Artwork by father-son duo
The black and white drawings of Jo Donghwan and Jo Haejun, a father-son duo, encapsulate the charter’s declaration. Drawing from the memory of an educator, the Jos recalled how Japanese was imposed on the Koreans. “My teacher went to Gobu Elementary School for his entrance exam with his father at the age of 11. He came back home without passing the exam because he could [not] speak Japanese”, read a caption explaining a drawing.
Other sketches represent the colonial government’s discrimination against locals in employment, food supply; how colonialism triggered a disparity in the quality of education, leading to mass illiteracy in the rural areas – that Korean teachers in rural areas were forced out of jobs because they didn’t know Japanese. One such drawing said, “When I was in my 4th grade at the agricultural school in Jeongup in the autumn of 1944, I was mobilised as a labourer for 10 days for the project to construct Gunsan Airport.”
Another memory, from the Pacific War, shows how every student needed to pay homage to a Japanese Shinto Shrine to remind the Koreans that they are imperial subjects of Japan. “It was an era when those fleeing without paying homage at a Japanese Shinto shrine could be subject to an ideological crime, for which the entire family could be punished.”
Through sketches, the artists also recalled how the Pacific War caused famine in Korea, leading people to eat short-awn foxtail with brown rice and even white sand dug deep from the ground. Eating sand often left people sick “with headache and stomach ache,” a drawing shows.

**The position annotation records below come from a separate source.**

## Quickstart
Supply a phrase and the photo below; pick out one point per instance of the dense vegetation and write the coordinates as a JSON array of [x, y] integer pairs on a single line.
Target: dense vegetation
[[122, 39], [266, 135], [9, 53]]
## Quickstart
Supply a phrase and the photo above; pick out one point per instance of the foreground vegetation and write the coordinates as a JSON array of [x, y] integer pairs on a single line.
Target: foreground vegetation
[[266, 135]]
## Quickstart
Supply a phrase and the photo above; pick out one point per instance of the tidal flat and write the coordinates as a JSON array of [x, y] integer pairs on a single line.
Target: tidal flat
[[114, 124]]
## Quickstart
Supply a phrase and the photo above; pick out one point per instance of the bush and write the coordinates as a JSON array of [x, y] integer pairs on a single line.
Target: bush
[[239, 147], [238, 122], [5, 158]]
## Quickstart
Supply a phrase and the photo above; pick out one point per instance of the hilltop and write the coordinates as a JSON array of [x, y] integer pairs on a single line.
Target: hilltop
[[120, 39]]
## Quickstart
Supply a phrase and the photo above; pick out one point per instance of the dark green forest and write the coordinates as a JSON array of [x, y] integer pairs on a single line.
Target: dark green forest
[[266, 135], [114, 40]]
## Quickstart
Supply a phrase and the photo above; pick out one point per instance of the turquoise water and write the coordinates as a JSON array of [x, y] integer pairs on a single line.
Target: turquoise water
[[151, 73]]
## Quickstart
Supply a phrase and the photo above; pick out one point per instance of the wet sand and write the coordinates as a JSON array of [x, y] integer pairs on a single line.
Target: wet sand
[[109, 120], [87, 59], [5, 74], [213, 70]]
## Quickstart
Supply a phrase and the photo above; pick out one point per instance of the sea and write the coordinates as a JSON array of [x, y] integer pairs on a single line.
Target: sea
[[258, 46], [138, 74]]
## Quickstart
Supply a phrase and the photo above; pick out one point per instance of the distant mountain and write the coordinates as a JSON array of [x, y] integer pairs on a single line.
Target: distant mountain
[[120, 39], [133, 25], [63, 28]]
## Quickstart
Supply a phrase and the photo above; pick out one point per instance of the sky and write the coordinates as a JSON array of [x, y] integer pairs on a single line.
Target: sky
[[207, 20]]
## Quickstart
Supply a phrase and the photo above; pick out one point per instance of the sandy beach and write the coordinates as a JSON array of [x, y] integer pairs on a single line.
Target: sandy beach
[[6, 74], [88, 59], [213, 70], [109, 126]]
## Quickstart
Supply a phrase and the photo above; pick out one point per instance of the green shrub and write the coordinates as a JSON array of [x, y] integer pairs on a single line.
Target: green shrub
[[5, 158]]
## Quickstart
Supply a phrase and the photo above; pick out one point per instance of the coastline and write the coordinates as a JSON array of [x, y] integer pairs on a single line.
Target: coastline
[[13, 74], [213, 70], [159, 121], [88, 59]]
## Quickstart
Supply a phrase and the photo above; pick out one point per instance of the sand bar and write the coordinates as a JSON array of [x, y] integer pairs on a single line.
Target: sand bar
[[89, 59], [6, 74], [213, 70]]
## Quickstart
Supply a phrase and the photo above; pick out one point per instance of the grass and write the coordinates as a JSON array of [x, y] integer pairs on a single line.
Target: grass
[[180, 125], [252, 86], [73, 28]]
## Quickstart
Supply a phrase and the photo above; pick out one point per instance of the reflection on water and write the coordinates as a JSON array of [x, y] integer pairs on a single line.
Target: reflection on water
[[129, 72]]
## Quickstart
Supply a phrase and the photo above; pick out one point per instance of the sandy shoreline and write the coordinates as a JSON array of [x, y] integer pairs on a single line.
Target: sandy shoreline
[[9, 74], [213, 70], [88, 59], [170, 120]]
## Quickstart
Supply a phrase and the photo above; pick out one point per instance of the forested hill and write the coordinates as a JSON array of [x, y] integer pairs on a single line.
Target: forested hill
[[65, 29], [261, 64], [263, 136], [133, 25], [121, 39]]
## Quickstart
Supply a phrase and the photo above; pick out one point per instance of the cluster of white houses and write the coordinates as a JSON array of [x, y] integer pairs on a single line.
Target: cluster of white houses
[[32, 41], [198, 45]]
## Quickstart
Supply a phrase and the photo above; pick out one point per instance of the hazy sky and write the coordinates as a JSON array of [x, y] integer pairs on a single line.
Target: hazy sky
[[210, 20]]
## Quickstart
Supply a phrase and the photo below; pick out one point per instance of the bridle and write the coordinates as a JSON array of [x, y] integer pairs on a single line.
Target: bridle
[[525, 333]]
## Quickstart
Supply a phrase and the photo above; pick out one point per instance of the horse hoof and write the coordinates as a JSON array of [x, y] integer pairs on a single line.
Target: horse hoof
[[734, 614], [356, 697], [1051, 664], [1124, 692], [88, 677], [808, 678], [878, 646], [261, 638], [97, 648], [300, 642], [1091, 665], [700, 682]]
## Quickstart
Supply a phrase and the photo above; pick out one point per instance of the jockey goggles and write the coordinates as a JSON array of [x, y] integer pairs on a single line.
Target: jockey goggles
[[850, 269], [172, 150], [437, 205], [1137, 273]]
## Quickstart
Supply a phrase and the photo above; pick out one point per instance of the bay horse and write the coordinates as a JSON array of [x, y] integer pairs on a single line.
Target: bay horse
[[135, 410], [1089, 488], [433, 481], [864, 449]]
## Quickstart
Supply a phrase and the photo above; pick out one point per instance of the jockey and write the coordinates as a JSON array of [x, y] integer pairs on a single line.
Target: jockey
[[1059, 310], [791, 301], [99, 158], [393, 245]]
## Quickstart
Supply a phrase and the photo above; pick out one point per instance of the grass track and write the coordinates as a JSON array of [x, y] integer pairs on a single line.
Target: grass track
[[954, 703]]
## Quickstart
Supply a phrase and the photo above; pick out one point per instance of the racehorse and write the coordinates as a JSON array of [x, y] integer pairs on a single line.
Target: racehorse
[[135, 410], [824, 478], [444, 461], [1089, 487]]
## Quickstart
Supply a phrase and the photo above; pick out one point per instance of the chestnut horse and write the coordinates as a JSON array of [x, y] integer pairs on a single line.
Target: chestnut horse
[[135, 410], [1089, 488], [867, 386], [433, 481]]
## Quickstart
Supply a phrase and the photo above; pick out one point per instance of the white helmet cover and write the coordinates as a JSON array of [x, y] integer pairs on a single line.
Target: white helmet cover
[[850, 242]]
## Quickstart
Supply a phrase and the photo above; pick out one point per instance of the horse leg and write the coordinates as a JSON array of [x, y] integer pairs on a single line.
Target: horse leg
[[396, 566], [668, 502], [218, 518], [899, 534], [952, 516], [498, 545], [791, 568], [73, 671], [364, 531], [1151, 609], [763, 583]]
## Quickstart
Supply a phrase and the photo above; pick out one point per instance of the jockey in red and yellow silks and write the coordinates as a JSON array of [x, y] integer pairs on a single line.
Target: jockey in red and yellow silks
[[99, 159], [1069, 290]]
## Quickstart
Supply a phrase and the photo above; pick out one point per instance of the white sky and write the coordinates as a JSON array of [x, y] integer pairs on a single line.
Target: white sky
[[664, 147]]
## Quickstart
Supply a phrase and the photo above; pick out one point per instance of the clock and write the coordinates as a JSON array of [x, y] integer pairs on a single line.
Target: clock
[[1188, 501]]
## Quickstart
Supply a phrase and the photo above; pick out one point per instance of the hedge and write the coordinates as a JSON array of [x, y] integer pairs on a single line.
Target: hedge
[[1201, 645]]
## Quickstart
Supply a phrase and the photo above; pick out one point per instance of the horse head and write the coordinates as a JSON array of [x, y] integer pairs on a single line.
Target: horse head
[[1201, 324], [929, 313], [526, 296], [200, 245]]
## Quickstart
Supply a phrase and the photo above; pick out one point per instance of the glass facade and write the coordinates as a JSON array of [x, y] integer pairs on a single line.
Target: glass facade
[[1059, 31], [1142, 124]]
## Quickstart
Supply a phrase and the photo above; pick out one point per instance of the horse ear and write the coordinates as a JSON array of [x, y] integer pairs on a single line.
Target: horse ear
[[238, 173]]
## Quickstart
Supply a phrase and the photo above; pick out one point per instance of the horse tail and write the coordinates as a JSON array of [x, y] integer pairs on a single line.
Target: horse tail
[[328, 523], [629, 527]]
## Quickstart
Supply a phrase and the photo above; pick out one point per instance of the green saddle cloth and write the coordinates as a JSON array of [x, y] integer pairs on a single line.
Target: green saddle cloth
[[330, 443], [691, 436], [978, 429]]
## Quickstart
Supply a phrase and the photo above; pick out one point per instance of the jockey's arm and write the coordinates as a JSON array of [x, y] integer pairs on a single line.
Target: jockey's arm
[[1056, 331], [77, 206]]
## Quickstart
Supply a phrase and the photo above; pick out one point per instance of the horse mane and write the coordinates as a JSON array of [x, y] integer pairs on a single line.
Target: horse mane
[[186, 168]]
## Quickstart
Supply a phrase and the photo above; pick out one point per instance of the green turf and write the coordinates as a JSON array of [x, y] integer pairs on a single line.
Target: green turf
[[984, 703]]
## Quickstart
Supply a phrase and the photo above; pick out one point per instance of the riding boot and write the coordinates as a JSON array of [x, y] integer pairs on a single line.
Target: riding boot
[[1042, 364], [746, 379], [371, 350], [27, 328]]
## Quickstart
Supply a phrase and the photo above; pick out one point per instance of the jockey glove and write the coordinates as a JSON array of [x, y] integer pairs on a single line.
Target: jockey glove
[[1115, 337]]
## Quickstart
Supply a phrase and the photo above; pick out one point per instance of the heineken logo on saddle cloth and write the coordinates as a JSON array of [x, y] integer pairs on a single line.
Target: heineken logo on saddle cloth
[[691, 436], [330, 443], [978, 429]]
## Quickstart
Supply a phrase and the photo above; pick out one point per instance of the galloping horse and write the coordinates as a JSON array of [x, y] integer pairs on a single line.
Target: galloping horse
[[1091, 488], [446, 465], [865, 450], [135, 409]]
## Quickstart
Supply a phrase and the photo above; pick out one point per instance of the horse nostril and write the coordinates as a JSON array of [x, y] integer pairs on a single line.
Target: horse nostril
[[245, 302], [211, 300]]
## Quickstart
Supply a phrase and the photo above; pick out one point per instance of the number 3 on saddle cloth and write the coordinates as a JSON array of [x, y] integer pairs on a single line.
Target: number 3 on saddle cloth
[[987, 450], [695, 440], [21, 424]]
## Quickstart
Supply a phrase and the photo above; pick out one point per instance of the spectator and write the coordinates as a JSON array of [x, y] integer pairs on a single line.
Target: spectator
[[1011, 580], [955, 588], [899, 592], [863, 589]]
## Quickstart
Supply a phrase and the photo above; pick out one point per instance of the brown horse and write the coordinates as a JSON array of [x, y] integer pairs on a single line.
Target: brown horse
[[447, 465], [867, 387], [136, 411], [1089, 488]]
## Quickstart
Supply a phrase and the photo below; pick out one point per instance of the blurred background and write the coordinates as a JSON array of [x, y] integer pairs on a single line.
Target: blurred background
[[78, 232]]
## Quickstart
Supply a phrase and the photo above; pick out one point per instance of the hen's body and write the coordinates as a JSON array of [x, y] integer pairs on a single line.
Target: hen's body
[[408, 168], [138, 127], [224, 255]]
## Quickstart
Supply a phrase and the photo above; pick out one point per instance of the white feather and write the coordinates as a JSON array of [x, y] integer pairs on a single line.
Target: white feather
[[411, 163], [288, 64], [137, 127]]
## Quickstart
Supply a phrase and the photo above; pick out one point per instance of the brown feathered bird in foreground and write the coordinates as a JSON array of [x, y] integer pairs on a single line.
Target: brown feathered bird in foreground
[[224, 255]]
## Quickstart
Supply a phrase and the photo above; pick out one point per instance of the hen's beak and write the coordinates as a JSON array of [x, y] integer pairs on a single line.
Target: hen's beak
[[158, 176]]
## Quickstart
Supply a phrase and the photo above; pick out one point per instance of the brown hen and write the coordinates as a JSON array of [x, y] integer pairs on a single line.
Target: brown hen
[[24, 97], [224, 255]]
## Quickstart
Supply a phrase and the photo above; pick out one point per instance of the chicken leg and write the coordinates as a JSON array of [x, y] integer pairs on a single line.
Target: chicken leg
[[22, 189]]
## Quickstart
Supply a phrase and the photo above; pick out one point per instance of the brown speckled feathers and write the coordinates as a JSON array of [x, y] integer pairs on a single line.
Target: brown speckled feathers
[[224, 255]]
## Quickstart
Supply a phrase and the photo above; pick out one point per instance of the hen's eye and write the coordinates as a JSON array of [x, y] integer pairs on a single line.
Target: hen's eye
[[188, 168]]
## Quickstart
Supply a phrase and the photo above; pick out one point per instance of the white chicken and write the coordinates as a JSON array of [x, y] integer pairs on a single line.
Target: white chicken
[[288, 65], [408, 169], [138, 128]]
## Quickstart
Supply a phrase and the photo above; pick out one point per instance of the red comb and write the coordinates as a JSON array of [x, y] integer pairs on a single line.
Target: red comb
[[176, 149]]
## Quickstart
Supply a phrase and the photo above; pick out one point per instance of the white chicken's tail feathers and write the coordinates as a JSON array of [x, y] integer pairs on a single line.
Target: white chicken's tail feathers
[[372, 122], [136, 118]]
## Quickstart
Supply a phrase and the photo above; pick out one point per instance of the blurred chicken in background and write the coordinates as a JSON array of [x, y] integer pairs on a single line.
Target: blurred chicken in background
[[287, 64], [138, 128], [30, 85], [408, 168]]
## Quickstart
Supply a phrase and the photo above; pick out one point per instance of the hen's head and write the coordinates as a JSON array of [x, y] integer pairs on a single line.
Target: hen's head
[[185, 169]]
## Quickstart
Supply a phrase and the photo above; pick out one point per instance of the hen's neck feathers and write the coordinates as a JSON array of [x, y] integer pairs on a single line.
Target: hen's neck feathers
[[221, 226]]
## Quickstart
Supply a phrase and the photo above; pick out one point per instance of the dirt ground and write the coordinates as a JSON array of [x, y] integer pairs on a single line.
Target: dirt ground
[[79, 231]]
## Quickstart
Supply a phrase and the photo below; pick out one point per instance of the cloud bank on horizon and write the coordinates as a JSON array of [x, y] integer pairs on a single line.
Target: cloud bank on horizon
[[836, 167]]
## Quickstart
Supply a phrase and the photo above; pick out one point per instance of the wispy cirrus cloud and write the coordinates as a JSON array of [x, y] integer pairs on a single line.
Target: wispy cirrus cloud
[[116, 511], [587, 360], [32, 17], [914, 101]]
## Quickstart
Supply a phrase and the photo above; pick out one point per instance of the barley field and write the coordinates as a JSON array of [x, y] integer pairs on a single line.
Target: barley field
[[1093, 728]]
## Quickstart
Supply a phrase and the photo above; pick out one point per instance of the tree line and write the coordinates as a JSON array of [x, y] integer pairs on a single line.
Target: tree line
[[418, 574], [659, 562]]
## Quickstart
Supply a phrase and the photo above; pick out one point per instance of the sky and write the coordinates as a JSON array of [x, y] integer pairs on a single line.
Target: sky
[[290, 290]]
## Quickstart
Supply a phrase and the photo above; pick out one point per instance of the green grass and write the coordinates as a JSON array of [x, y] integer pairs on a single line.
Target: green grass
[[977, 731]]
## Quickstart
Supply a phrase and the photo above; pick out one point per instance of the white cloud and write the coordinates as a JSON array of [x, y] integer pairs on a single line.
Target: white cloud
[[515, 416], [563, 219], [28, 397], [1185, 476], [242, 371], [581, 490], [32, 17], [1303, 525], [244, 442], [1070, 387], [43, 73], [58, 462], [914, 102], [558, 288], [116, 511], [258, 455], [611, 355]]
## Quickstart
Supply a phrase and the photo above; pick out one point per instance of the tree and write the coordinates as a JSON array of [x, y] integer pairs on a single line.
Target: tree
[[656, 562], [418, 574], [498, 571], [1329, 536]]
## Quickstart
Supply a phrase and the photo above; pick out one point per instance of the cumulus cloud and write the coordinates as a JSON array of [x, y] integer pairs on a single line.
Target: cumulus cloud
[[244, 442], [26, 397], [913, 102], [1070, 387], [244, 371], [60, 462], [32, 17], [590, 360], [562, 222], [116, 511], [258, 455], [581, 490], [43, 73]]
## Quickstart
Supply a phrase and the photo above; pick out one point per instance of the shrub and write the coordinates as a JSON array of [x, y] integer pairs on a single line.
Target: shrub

The drawings of the duo also go on to chronicle what happened after liberation. “There was a movement to teach the Korean alphabet for two years from 1946 to 1947 (to eradicate illiteracy). The movement even took place throughout the village at night.” The memories tell of an educator visiting every village to teach people how to draw the Korean flag and sing the national song.
This was followed by Communist rule and the division of the country, leading to the burning of documents and the North Korean flag.
Tumultuous history
Yet another section of the exhibition displays life-size photographs of faces, with captions telling their life stories. Clicked by Sohn Sungyhun, the portraits concentrate on Korean diaspora who were forced to stay away “due to political and historical tumults in Korea.”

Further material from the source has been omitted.